Maura Smale, New York College of Technology, Computer Science and Library Panel
“The Scholarly Habits of Undergraduate Students at CUNY, Phase III”
This research project uses ethnographic methods to examine the scholarly behavior patterns of undergraduates across six CUNY colleges. It builds on a study begun in 2009 at City Tech and Brooklyn College (Phase I), and continuing during 2010-2011 at four additional CUNY campuses (Phase II). During Phase III we will hire a research assistant to transcribe our recorded interviews and assist with processing our data. As we review and code the data we will undertake a detailed comparative analysis of our results and prepare them for dissemination and publication. Results from this study of students across the urban, public, commuter colleges of CUNY are a unique contribution to research on student scholarly habits and our understanding of the undergraduate experience.

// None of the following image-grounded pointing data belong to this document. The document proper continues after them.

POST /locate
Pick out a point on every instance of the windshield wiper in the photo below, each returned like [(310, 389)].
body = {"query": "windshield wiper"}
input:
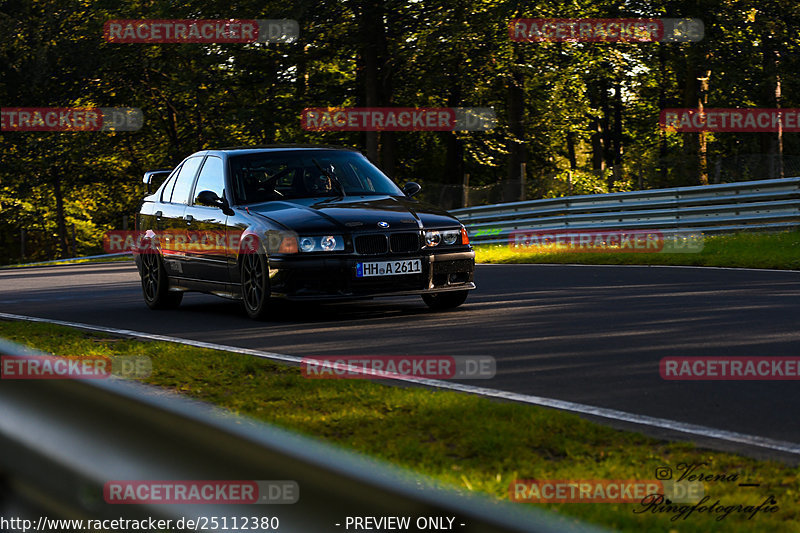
[(331, 176)]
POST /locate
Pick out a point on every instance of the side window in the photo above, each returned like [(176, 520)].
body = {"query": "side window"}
[(212, 177), (166, 191), (183, 185)]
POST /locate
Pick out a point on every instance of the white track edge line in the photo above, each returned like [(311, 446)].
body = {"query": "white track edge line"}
[(744, 269), (602, 412)]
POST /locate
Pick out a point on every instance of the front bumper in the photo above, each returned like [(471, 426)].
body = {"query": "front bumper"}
[(334, 277)]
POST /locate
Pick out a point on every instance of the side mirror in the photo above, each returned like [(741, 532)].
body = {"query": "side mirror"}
[(211, 199), (411, 188), (157, 174)]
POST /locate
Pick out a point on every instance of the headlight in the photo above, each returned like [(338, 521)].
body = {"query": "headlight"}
[(447, 237), (328, 243), (307, 244), (450, 237), (432, 238)]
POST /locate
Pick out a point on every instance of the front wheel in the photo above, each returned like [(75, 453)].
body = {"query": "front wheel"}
[(445, 300), (255, 285), (155, 285)]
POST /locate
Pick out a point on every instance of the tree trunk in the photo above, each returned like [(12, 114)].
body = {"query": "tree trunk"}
[(61, 223)]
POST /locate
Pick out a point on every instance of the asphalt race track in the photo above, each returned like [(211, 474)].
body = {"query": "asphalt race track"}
[(587, 334)]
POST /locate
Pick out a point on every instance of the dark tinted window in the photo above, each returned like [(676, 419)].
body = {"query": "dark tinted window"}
[(183, 185), (305, 174), (166, 192), (212, 177)]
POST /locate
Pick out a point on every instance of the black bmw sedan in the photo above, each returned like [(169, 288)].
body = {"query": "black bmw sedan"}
[(299, 223)]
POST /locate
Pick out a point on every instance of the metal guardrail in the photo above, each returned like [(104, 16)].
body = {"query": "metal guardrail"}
[(62, 440), (765, 205)]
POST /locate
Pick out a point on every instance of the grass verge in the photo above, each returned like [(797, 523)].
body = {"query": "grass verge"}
[(466, 442), (743, 250)]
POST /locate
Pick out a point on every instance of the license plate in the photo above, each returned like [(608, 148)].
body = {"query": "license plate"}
[(388, 268)]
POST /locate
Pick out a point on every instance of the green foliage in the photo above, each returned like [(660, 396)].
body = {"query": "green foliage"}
[(492, 444)]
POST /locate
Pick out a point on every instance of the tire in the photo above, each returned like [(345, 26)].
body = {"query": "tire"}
[(155, 284), (445, 300), (255, 286)]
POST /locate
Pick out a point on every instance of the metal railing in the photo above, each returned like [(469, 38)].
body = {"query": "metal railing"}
[(765, 205), (62, 440)]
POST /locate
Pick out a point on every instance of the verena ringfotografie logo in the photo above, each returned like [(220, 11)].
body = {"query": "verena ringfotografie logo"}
[(606, 30), (602, 490), (600, 241), (201, 31), (71, 118), (90, 367), (206, 242), (398, 119), (398, 366), (730, 120), (201, 492), (730, 368)]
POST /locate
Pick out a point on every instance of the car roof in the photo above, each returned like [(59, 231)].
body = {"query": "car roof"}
[(245, 150)]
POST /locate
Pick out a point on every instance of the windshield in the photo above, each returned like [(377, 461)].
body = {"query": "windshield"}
[(271, 176)]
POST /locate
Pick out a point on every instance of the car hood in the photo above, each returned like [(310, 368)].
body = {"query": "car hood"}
[(354, 214)]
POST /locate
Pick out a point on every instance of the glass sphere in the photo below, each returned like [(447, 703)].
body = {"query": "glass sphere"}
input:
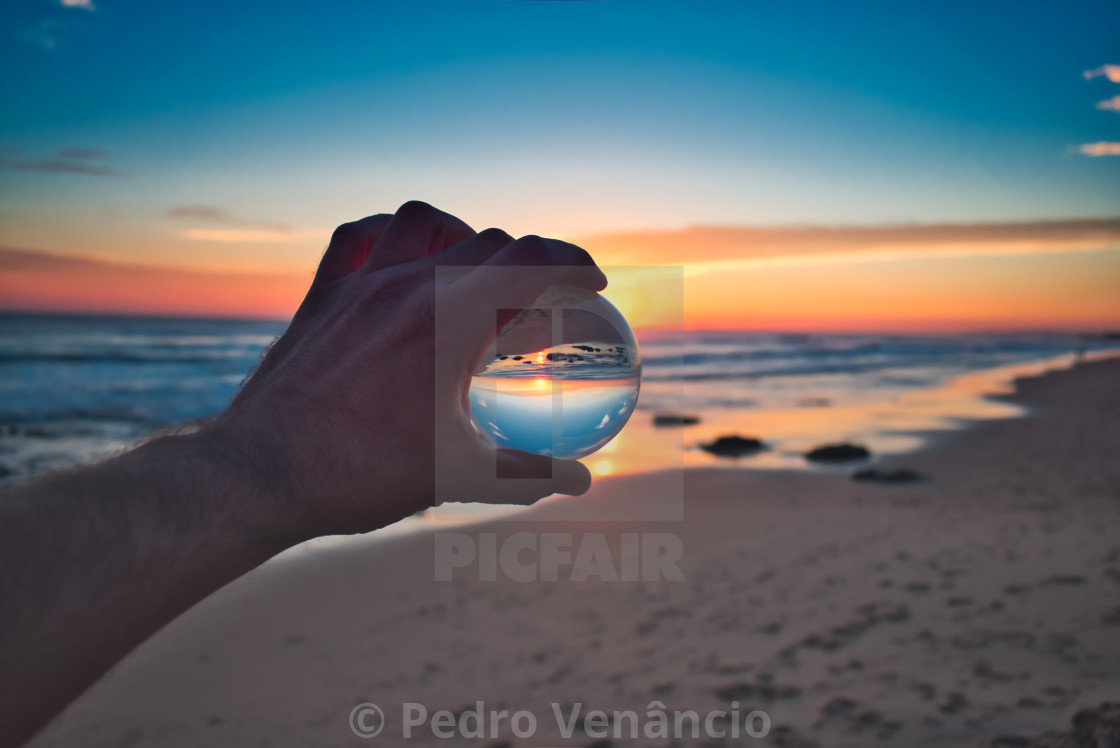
[(561, 379)]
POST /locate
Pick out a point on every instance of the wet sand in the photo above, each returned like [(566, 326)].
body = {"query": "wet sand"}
[(981, 602)]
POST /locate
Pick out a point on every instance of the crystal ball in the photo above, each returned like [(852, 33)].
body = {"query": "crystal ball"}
[(561, 377)]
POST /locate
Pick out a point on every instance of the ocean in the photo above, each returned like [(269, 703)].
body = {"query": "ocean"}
[(74, 389)]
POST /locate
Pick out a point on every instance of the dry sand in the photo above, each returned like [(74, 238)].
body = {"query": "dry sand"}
[(982, 602)]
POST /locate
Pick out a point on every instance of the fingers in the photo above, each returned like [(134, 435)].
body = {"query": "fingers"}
[(511, 279), (416, 231), (474, 250), (520, 477), (348, 249)]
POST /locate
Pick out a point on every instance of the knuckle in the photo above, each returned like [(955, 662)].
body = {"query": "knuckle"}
[(417, 209), (495, 235), (534, 249), (345, 233)]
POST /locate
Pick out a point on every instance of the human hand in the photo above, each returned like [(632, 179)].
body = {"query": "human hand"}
[(355, 408)]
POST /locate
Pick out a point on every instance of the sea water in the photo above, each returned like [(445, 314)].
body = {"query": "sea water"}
[(561, 379), (559, 407)]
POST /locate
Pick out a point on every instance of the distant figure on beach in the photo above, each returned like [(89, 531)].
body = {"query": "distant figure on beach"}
[(335, 433)]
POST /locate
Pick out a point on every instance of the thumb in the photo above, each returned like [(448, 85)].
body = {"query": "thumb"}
[(523, 477)]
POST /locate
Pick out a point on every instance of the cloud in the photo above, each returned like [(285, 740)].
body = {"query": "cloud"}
[(220, 225), (61, 166), (67, 282), (66, 160), (82, 153), (1103, 148), (1110, 72), (283, 234), (44, 34), (710, 249), (1110, 104)]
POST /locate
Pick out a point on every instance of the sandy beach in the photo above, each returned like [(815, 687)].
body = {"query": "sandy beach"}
[(980, 604)]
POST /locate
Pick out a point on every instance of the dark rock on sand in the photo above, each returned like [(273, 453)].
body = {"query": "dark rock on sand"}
[(674, 419), (734, 446), (838, 454), (898, 475), (1090, 728)]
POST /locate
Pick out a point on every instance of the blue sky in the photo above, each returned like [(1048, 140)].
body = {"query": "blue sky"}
[(562, 118)]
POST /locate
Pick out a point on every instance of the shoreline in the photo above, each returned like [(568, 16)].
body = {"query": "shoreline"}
[(976, 605), (996, 385)]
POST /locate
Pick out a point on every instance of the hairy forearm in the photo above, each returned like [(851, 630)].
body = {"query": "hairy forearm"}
[(95, 560)]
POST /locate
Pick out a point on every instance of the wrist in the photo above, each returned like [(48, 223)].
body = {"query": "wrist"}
[(222, 493)]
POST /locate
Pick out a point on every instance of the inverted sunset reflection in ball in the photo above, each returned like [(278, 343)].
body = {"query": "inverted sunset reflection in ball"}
[(561, 379)]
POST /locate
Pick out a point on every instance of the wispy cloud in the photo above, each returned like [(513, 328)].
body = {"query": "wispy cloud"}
[(82, 153), (1110, 104), (220, 225), (64, 164), (1103, 148), (1110, 72), (711, 249), (44, 34), (66, 282)]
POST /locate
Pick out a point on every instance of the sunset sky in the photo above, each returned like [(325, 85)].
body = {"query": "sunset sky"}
[(840, 166)]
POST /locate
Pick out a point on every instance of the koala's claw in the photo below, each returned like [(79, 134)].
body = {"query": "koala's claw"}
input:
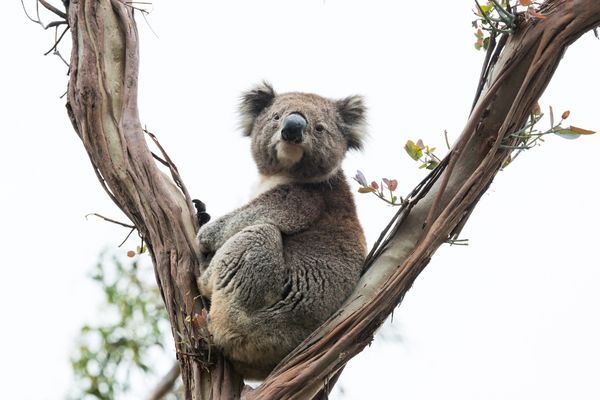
[(201, 214)]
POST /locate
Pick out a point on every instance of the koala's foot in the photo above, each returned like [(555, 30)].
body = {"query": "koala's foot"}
[(201, 214)]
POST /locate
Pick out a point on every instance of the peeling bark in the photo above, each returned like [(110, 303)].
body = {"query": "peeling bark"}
[(102, 104)]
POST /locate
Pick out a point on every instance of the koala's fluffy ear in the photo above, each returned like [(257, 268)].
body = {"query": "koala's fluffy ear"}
[(253, 102), (353, 112)]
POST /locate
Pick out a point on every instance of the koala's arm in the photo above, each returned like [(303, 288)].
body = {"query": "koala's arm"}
[(291, 209)]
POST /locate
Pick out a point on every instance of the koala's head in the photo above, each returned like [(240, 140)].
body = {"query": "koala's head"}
[(299, 135)]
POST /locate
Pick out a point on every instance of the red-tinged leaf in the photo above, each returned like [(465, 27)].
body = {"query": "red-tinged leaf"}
[(581, 131), (535, 14), (392, 184), (360, 178), (365, 189)]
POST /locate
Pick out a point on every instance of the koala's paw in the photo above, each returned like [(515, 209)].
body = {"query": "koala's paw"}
[(201, 214)]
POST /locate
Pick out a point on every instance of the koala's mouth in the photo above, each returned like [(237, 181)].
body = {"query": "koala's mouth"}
[(287, 153)]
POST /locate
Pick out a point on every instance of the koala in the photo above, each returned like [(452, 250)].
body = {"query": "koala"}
[(279, 266)]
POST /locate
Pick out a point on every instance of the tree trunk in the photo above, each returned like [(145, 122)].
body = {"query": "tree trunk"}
[(102, 104)]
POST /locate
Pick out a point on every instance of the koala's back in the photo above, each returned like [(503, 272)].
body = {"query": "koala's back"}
[(325, 261), (279, 266), (322, 266)]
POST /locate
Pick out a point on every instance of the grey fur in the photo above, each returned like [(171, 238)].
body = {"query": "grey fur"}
[(277, 267)]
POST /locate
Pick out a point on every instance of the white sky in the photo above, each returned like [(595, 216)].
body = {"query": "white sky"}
[(512, 316)]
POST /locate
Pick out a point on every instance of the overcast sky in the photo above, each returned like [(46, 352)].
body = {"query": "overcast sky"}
[(514, 315)]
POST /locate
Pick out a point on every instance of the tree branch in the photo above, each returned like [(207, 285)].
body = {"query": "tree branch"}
[(515, 81)]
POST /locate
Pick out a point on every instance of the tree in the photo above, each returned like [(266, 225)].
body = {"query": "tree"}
[(518, 77)]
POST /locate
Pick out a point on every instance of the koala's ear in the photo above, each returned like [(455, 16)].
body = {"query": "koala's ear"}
[(253, 102), (352, 111)]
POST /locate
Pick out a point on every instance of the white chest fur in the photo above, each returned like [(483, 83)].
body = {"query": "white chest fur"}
[(266, 183)]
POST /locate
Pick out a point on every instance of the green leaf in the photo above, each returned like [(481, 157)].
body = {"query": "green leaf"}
[(573, 132), (365, 189), (413, 150)]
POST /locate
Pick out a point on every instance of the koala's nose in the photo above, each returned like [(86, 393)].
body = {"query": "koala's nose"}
[(293, 128)]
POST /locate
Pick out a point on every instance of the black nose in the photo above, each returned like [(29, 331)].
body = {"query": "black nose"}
[(293, 128)]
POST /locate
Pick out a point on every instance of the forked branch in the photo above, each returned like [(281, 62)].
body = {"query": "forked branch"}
[(102, 103)]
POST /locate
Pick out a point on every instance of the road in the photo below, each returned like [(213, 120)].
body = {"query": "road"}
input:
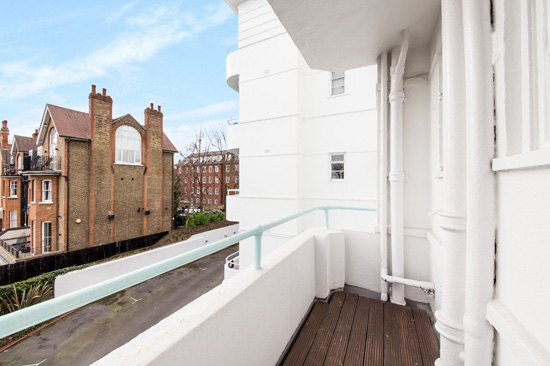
[(97, 329)]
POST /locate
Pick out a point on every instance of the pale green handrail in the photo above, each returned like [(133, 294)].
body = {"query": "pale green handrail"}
[(36, 314)]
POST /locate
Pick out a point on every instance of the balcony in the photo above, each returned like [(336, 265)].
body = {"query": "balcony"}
[(42, 164)]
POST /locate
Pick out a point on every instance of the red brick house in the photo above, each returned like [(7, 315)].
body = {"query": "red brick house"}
[(94, 179)]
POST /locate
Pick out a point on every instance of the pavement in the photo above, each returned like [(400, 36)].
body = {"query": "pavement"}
[(95, 330)]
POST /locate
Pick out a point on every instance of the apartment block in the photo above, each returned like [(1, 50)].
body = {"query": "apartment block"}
[(207, 179)]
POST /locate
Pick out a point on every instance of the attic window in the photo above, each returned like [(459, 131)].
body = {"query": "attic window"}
[(128, 145), (337, 83)]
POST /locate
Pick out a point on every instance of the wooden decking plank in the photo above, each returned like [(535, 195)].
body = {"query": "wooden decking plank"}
[(355, 352), (374, 350), (302, 345), (320, 345), (426, 337), (393, 342), (339, 343), (411, 351)]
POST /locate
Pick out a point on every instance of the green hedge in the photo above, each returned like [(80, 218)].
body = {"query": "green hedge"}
[(48, 278)]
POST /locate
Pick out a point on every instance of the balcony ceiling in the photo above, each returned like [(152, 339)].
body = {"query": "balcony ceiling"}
[(342, 35)]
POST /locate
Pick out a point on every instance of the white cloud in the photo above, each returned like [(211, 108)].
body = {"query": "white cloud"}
[(150, 32), (222, 109)]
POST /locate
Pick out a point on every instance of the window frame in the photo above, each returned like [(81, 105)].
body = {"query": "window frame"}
[(332, 171), (13, 189), (44, 237), (13, 226), (44, 198), (122, 140), (335, 76)]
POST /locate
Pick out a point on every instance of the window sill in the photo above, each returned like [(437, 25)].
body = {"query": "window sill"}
[(131, 164), (527, 160)]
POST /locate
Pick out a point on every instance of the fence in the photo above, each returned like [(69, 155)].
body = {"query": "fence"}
[(23, 270)]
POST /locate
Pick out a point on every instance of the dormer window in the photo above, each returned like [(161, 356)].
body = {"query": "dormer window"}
[(128, 145)]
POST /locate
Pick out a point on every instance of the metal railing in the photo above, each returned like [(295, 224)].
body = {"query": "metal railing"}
[(42, 163), (36, 314)]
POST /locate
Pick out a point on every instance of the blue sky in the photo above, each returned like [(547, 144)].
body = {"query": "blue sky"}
[(170, 53)]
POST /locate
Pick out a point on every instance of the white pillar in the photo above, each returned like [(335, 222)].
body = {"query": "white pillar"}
[(453, 215), (396, 175), (480, 184), (383, 173)]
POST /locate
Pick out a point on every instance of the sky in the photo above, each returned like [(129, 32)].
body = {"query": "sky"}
[(170, 53)]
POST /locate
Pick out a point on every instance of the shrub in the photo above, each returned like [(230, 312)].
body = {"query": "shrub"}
[(21, 299)]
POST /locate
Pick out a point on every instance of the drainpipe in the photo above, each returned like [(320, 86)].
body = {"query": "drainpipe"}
[(396, 176), (480, 185), (452, 218), (383, 173)]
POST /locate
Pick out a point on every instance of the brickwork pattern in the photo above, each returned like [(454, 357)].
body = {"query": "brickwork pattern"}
[(79, 200), (100, 179), (167, 192)]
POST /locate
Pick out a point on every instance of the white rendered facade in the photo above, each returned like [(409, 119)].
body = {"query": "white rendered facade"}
[(460, 192), (430, 82)]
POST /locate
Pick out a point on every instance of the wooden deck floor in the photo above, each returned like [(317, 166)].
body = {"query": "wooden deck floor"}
[(355, 330)]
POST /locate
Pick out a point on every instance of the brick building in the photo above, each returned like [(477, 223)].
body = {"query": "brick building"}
[(93, 179), (207, 179)]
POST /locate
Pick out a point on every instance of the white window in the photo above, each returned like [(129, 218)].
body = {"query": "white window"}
[(13, 188), (128, 145), (337, 82), (46, 237), (336, 166), (13, 219), (46, 191)]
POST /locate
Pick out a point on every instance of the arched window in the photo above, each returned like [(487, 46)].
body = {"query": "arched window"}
[(128, 145)]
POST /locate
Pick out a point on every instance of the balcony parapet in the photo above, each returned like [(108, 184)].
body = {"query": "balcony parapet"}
[(42, 163)]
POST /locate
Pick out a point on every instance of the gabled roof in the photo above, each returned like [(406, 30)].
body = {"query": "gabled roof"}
[(23, 143), (76, 124)]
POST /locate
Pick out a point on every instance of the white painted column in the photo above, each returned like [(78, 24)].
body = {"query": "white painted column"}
[(396, 175), (383, 173), (480, 184), (453, 215)]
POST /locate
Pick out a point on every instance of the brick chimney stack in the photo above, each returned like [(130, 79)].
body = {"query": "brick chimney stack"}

This research has wide-ranging implications for students and faculty across the university, and promises to offer evidence for developing and improving research and instruction services in the library and beyond.
Cynthia Tobar, CUNY Grad Center, Interdisciplinary Panel
“Grassroots Organizing and Working-Class Feminist Activism at Welfare Rights Initiative”
I propose to create a digital oral history archive documenting the Welfare Rights Initiative (WRI), a grassroots student activist and community leadership training organization located at Hunter College. I wish to examine, via these oral history interviews, social movement activity at the level of a grassroots organization as exemplified by the WRI, which was developed to aid student welfare recipients to become agents of social change and actively involve them with policymaking. I believe this social justice organization exemplifies not only grassroots organizing efforts in New York City, but also the history of working-class feminist activism in the United States. This project will document WRI’s progression from a student and faculty-led grassroots movement to its present incarnation as a student advocacy organization. It will provide students and scholars of social movements a positive working example of how women from various backgrounds can band together and enact social change.